Altering Practices: Feminist Politics and Poetics of Space

Altering Practices

Julia Dwyer (2007), 'Evaluating Matrix: notes from inside the collective' in Altering Practices: Feminist Politics and Poetics of Space, Doina Petrescu (ed.), London: Routledge.

Dwyer (and Thorne’s) chapter in Petrescu’s collection of essays addressing and defining contemporary social-political theories and practices of space, continues to develop their discourse on the gender-based production of space, and ways of making it more socially sustainable.

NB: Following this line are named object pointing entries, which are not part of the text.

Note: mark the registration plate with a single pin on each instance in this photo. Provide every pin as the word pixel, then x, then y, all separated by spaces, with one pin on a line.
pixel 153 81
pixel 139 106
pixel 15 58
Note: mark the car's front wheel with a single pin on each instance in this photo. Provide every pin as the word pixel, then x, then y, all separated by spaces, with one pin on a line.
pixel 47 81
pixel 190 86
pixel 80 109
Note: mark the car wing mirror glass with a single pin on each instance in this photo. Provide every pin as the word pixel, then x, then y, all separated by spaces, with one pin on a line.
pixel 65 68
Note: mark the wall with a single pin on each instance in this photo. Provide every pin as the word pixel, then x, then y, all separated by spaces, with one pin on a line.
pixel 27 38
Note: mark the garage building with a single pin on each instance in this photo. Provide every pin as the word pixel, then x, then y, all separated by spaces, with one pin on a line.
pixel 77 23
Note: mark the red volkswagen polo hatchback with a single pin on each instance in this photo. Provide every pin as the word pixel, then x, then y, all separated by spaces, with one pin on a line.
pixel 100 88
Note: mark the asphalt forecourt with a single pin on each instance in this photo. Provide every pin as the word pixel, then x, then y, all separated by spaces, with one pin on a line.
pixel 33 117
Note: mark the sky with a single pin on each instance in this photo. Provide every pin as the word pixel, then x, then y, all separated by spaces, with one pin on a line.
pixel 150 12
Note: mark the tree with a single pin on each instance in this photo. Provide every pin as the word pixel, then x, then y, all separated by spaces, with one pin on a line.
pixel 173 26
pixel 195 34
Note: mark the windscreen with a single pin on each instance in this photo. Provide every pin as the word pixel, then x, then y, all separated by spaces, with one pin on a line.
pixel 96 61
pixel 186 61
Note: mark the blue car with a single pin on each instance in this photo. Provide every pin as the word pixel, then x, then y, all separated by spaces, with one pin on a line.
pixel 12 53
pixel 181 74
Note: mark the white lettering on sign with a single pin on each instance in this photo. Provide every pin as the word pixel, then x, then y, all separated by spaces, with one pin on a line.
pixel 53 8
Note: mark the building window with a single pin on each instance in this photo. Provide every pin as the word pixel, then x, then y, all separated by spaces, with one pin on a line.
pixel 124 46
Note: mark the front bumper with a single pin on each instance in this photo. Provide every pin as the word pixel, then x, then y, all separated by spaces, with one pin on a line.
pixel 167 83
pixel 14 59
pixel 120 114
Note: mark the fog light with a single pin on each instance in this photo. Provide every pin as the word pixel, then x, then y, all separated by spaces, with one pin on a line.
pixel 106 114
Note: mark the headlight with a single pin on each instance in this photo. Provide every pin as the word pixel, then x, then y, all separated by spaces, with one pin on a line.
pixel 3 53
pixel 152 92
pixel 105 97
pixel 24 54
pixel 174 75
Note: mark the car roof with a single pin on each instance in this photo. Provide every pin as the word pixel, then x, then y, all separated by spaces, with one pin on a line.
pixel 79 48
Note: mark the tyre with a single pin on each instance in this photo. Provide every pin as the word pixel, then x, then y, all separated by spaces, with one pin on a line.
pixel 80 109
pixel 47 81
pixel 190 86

Altering Practices: Feminist Politics and Poetics of Space is the only evaluative history of the London-based cooperative design practice Matrix, which closed in the early 1990s. The theoretical and practice-based critique of architecture from a feminist perspective activated by Matrix, and the group’s unique influence on a range of architects and designers, is documented in its book Making Space: women and the man-made environment (1984). Well-publicised in the architectural press of the 1980s, only partial histories of Matrix existed, and Dwyer’s chapter (with Thorne) is of both historical interest and contemporary relevance.

Evaluating Matrix was first configured as a paper presented to the international Alterities conference at ENSBA, Ecole d’Architecture Paris, 1999, which is where both the Altering Practices book and the artist-architect group Taking Place were conceived. Post-conference, an interview with Dwyer (and Thorne) was published as ‘The Sensitivity of the Viewer, the Sensitivity of the User’ in Radio Temporaire at Centre National d’Art Contemporain, Grenoble, 2002 (ISBN 2-906732-74-5). Further developments from Dwyer (and Thorne’s) original paper include presentation at the Architecture au Feminin conference, Ecole d’Architecture Paris in 2000, convened by ARVHA, the feminist contemporary architecture web resource (with whom Dwyer worked on the EU-funded, RIBA-supported Discovering Contemporary Architecture CD).